I want people to realize that one person’s positive attitude can spread into a huge movement of happiness. Think about it: if one person walks into a room and is in a really good mood, and another person in the room is in a horrible mood, more than likely the positive person’s attitude will rub off on the negative person. So now there are two positive people and if they both leave the room they are in, they will probably encounter more negative people. If the two positive people’s attitudes rub off on all the negative people they bump into, eventually everyone in the world would end up with a positive attitude. Personally, I would much rather affect people positively with my attitude than be marked as someone negative or judgmental.
If we all are doing what we love to do and not spending our time judging everyone else, then maybe our world would be a more fun place to be. Five years ago, when I was in fifth grade, we studied astronauts. My teacher asked the class why we thought astronauts would want to go to the moon. Obviously, she was looking for an answer like, “because they can learn about other planets easier if they visit the moon.” Well, now that I’ve thought about it, I’ve come up with my own, slightly different response. I think astronauts want to go to the moon because they are trying to get the heck off of earth for a while and go somewhere peaceful. After all, nobody can bother you if you’re 24,000 miles away from them. In my experience, being judgmental has gotten me nowhere. I have come to the conclusion that nobody chooses how they are born; nobody chooses who their family is, what race they are, what sexual orientation they follow, or what activities they will enjoy. I believe that people are born the way they are because that’s the way they are meant to be. I think that if we accept each other for who we really are then we will all be happier, both with ourselves and our peers.
Why is it that when I was a child, I was so open and positive? Why did I grow out of it? I know I could benefit from acting like a child every now and again. When I was little, I remember being so happy. Not only some days, like I am now, but always. I often think about how when I was younger I wished I was an adult. Now that I’ve grown more, and am caught awkwardly in between youth and adulthood, I find myself wishing for both. For some reason it seems that you either have to be a little kid or an adult to be happy. When I’m swamped at school, I wish I was a kid, still stuck in that phase when you are excited to do homework at night. When my parents won’t trust me with a big responsibility or I want to be more independent, I wish I could somehow skip the next few years and magically form into adulthood, when I wouldn’t have to listen to anyone but myself.

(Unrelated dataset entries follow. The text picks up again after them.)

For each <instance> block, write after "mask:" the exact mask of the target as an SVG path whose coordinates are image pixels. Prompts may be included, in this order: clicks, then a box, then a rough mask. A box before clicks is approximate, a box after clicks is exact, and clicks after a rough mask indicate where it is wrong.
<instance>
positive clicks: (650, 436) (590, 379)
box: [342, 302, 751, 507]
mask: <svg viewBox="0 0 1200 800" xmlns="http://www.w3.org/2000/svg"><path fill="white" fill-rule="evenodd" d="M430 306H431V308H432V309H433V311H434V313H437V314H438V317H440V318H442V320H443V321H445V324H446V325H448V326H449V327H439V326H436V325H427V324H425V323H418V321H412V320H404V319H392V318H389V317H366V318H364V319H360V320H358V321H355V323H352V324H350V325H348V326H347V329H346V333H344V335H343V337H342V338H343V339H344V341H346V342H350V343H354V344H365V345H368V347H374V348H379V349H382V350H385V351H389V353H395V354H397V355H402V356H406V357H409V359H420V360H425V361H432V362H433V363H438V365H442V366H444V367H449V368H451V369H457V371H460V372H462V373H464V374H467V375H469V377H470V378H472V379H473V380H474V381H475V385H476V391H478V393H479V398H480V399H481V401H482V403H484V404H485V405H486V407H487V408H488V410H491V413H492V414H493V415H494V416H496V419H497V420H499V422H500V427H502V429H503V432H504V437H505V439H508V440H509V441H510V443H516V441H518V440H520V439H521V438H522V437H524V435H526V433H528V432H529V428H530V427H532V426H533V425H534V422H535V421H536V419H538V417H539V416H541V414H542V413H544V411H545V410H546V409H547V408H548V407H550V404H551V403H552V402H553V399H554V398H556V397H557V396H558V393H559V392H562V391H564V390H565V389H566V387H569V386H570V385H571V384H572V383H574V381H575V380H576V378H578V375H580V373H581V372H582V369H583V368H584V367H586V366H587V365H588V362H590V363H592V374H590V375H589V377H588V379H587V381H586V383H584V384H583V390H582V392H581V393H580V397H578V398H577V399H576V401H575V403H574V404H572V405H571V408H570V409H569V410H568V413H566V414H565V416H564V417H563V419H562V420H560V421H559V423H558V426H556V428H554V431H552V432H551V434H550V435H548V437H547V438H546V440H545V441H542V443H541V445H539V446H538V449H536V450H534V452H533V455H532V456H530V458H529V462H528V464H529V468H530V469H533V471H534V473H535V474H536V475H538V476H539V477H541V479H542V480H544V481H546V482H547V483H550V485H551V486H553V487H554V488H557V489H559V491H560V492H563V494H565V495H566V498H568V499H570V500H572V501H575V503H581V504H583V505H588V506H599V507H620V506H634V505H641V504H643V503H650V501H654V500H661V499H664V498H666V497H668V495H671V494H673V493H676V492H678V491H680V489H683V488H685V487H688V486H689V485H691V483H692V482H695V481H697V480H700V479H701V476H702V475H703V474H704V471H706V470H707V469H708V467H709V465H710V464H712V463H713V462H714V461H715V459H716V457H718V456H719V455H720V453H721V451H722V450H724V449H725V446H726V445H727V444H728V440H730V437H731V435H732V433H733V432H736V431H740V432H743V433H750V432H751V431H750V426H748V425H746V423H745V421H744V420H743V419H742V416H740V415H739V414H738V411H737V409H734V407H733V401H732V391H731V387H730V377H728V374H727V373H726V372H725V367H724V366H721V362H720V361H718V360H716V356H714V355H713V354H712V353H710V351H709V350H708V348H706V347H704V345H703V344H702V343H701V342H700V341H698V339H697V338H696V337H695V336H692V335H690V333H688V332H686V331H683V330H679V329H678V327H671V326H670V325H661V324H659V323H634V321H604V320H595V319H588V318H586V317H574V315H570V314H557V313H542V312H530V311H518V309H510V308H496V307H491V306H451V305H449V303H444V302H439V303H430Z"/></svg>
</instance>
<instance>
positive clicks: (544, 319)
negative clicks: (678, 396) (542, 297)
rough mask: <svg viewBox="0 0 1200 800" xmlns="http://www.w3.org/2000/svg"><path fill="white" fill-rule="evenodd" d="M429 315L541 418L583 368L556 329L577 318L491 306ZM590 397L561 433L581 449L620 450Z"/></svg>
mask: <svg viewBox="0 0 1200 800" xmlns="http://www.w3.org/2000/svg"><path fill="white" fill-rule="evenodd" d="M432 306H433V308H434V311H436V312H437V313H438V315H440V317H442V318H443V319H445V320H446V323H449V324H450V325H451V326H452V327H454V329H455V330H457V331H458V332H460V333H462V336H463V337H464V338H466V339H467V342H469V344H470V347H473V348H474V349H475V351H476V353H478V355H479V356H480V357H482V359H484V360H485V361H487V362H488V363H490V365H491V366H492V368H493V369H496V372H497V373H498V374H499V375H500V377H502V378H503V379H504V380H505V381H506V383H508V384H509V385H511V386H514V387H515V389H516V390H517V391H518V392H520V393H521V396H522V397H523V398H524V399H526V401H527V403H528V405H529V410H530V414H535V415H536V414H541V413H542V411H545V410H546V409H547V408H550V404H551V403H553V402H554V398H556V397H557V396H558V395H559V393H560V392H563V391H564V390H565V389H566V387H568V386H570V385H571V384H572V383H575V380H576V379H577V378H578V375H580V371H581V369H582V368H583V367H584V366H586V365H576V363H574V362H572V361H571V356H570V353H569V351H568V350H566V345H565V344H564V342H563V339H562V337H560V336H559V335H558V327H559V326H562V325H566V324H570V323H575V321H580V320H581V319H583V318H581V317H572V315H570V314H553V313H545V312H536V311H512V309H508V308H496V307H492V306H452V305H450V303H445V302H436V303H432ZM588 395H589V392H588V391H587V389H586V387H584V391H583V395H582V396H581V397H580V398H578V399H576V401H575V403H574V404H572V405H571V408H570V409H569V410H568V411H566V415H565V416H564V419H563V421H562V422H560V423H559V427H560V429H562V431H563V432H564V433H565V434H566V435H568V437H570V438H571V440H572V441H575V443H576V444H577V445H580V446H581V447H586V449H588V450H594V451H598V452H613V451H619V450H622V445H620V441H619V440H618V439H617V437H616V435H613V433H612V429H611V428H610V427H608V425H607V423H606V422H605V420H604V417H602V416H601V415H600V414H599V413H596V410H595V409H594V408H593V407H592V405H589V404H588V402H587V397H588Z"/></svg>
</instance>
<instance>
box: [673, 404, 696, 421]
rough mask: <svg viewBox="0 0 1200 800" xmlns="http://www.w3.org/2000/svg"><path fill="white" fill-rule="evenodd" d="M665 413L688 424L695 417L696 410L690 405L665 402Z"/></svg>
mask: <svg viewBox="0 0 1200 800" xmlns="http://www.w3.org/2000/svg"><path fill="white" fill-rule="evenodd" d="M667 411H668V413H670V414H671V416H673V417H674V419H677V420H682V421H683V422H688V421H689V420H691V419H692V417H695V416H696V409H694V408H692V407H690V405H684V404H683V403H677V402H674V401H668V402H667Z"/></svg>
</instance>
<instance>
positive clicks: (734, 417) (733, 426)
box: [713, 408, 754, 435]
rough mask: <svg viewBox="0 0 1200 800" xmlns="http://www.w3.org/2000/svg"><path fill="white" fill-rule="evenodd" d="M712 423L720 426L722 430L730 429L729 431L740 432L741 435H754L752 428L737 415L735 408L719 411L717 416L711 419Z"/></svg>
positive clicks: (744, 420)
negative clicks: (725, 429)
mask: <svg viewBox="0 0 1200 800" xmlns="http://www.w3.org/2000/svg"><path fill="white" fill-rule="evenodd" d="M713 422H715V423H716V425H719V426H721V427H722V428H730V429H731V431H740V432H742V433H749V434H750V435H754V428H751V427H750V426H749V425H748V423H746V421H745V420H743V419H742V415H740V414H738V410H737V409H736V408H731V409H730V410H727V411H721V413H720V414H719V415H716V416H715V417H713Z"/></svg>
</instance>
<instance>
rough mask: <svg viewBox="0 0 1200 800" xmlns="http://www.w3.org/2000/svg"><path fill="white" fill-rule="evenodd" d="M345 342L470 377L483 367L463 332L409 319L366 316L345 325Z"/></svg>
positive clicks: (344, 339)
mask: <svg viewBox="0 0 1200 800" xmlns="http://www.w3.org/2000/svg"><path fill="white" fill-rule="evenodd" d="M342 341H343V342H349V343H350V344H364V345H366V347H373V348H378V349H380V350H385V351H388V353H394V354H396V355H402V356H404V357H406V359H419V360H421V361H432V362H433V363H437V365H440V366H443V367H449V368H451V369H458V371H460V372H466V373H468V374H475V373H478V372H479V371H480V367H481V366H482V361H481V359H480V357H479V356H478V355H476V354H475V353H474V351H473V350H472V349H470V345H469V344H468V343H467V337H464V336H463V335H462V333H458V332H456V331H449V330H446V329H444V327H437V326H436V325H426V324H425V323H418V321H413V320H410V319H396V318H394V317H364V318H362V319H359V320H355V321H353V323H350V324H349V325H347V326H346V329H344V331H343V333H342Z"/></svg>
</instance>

Negativity has taught me so many lessons about who I am and who I hope to become in the future. Positivity, on the other hand, has taught me so much more. Nobody can be happy and positive all the time, but I believe that I should try just a little harder to reach the goal of being an optimist. Maybe that would make everyone happier. I believe that I can be happy if I don’t let the little things get to me. I believe that everyone has happiness inside of them. And I believe that all we have to do is add a little optimism in order to absolutely adore living life.